Parmi les communes concernées par ce jugement, figurait  Sisco, une petite commune corse qui avait connu des évènements très médiatisés au cours de l’été 2016. En effet, après  une violente altercation survenue le 13 août 2016 entre un groupe de baigneurs et une quarantaine d’habitants de Sisco, qui avait imposé une intervention des forces de l’ordre, le maire de cette commune avait pris un arrêté interdisant l’accès à la plage et à la baignade aux femmes revêtues d’un burkini.
 
Saisi par la Ligue des droits de l’homme, le juge des référés du tribunal administratif avait refusé de suspendre cet arrêté.
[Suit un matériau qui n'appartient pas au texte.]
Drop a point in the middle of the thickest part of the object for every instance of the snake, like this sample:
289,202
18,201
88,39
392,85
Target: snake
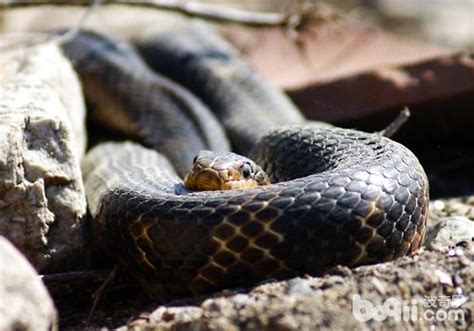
310,196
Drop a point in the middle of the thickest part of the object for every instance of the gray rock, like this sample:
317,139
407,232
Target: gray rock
25,303
449,232
42,200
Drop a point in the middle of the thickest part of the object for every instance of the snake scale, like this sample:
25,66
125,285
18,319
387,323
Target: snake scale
338,196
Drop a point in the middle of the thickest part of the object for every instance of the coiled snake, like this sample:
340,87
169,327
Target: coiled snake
339,196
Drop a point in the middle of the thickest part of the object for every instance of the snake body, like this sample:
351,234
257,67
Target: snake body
339,196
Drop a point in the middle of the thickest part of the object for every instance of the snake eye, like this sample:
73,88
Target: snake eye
246,170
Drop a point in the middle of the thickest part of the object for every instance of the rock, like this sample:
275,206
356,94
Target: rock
351,300
25,303
42,200
449,232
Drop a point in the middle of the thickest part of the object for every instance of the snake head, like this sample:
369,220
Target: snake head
224,171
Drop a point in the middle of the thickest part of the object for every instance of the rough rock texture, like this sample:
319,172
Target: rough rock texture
25,303
42,201
449,231
436,279
330,302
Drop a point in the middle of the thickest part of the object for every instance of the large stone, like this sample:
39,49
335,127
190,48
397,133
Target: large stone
42,200
25,303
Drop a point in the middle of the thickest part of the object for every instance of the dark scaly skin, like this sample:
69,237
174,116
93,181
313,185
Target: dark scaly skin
363,199
196,57
343,197
126,95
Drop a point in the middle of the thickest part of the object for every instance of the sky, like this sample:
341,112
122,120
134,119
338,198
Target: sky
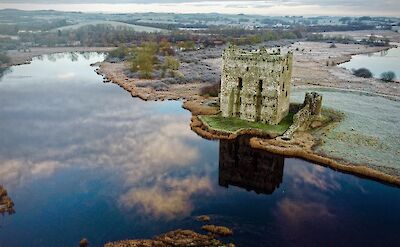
266,7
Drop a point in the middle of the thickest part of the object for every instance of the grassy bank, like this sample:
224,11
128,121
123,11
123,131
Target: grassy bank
232,125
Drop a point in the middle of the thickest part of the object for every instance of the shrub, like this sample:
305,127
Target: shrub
4,58
211,90
362,72
121,52
388,76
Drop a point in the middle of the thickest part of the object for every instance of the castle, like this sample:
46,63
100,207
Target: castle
255,85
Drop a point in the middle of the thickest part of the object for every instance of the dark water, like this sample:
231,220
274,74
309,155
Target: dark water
83,159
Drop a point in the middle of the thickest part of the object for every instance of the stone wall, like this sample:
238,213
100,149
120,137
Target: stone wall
255,85
310,111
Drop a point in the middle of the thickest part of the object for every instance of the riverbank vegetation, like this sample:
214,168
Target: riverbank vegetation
233,124
362,72
388,76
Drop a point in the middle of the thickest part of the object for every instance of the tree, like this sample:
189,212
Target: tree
363,72
166,48
172,64
121,52
144,58
388,76
4,59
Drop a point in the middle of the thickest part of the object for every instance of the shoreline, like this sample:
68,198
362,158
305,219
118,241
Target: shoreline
193,103
21,58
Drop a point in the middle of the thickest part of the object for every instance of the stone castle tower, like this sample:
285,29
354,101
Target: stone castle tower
255,85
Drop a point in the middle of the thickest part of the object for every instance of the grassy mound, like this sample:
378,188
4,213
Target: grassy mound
233,124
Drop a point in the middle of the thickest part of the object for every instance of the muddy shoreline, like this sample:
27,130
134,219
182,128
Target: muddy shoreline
114,73
301,148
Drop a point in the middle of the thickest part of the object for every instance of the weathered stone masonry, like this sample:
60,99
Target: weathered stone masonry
255,85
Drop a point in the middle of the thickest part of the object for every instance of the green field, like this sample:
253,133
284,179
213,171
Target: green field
232,125
136,28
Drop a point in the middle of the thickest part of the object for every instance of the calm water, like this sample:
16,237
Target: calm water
377,62
81,158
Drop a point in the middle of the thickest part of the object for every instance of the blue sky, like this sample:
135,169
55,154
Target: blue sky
266,7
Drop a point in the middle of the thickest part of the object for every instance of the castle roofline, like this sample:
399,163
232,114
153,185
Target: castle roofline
263,53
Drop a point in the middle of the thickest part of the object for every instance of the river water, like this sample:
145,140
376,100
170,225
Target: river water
377,62
81,158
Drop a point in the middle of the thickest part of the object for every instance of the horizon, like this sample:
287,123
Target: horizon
307,8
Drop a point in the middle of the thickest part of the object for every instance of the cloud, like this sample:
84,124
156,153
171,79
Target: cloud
271,7
18,172
168,199
66,76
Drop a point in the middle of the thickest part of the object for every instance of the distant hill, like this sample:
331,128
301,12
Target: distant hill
136,28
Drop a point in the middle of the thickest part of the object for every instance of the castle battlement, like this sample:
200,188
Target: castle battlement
261,55
255,85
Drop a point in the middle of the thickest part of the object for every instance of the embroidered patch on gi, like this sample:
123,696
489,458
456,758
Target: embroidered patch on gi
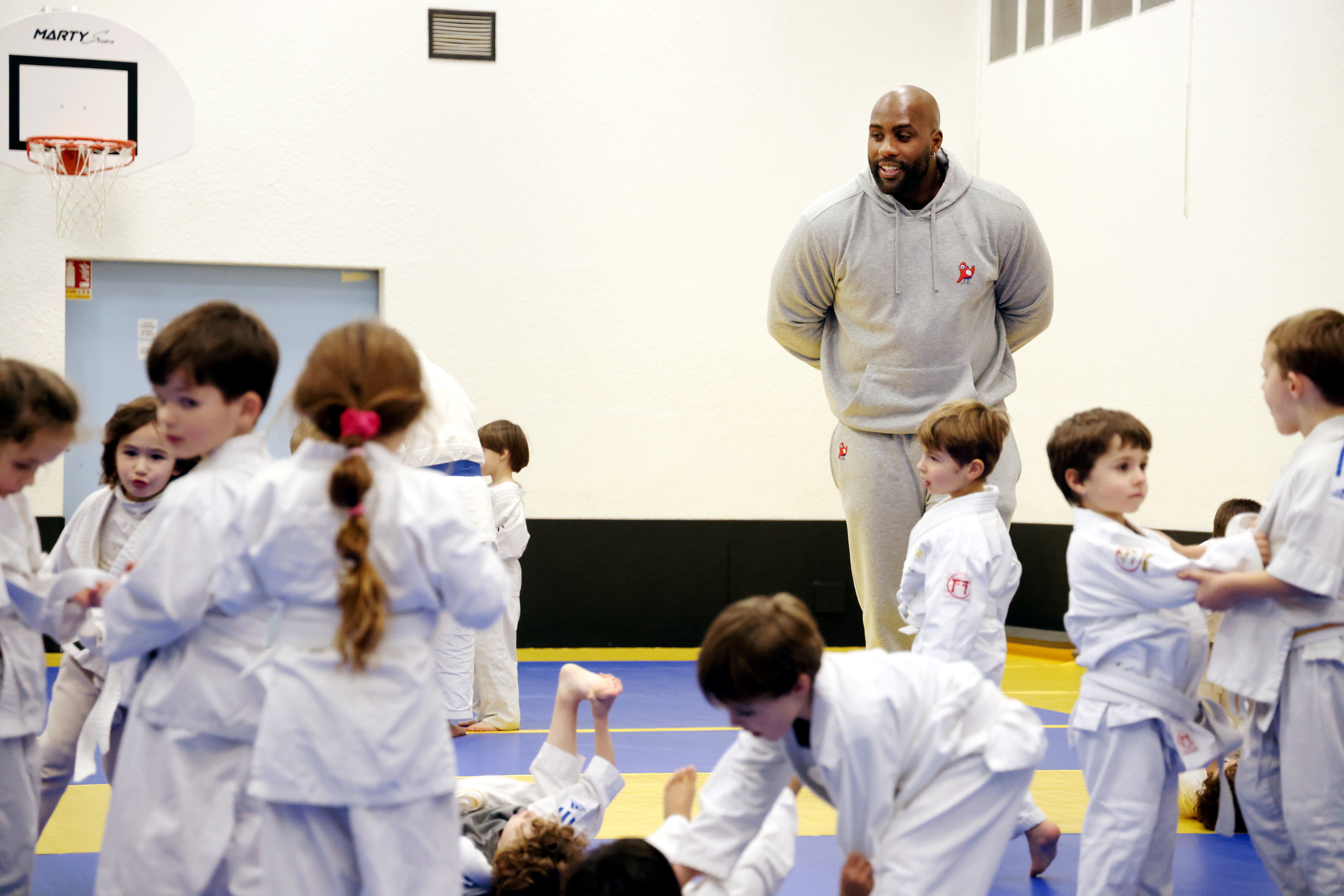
1132,559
Parallèlement le maire de Ghisonaccia avait pris un même arrêté dont la Ligue des droits de l’homme avait également demandé l’annulation.
 
Jugeant ces affaires au fond, le tribunal confirme la légalité de l’arrêté du maire de Sisco mais annule l’autre arrêté en appliquant les principes dégagés par le Conseil d’Etat.
 
Le Tribunal administratif rappelle « qu’une violente altercation, ayant abouti notamment à des hospitalisations et à l’incendie de trois véhicules, est survenue le 13 août 2016 entre un groupe de baigneurs d’origine maghrébine et une quarantaine d’habitants de la commune de Sisco ; que le lynchage des baigneurs, tant sur la plage qu’à l’hôpital de Bastia, n’a pu être évité que grâce à l’intervention des forces de l’ordre ; que la présence sur la plage de Sisco de femmes portant un costume de bain de la nature de ceux visés par l’arrêté du 16 août 2016 a été perçue comme l’étincelle ayant mis le feu aux poudres ; que ces événements ont eu un tel retentissement et ont suscité une telle émotion dans la commune, que la présence sur une plage de Sisco d’une femme portant un costume de bain de la nature de ceux visés par l’arrêté du 16 août 2016 aurait été de nature à générer des risques avérés d’atteinte à l’ordre public qu’il appartient au maire de prévenir ; que, par suite, si la Ligue des droits de l’Homme soutient à bon droit que l’arrêté du 16 août 2016 porte une atteinte grave à des libertés fondamentales, en particulier celle de pouvoir aller et venir vêtu conformément à ses convictions religieuses, elle n’est pas fondée à soutenir que cet arrêté du maire de Sisco, compte tenu notamment du fait qu’il expirait le 30 septembre 2016, constitue une mesure qui ne serait pas adaptée, nécessaire et proportionnée au regard des nécessités de l’ordre public ».
 
En revanche, à l’occasion de ce même jugement, le Tribunal a annulé l’arrêté du Maire de Ghisonaccia en considérant « qu’il ressort des pièces du dossier que le maire de Ghisonaccia a pris l’arrêté litigieux pour prévenir les troubles à l’ordre public susceptibles de se produire compte tenu de l’état de« tensions fortes suite aux attentats commis partout dans le monde » ; que, toutefois, si l’arrêté attaqué note que l’apparition de tenues de plage manifestant de manière ostentatoire une appartenance religieuse a été signalée et constatée à plusieurs reprises, il ne fait état d’aucun trouble en résultant sur la commune ; que, dans ces conditions, le maire de Ghisonaccia ne pouvait, sans excéder ses pouvoirs de police, édicter des dispositions qui interdisent l’accès à la plage et la baignade aux personnes portant des tenues manifestant de manière ostensible une appartenance religieuse ; qu’il suit de là que, sans qu’il soit besoin d’examiner les autres moyens de la requête n° 1600980, il y a lieu d’annuler pour excès de pouvoir l’arrêté du maire de Ghisonaccia en date du 18 août 2016 » (TA Bastia, 26 janvier 2017, Ligue des droits de l’homme, n° 1600976 et 1600980).
 
Ainsi, si en raison de circonstances particulières survenues sur le territoire de la commune de Sisco, il était justifié que le Maire prenne un arrêté interdisant le port du burkini sur les plages, pendant une durée limitée. En revanche, des considérations générales comme la recrudescence du terrorisme ne permettent pas de justifier d’un trouble à l’ordre public qui permettrait de porter atteinte à des libertés fondamentales sur le territoire de Ghisonaccia.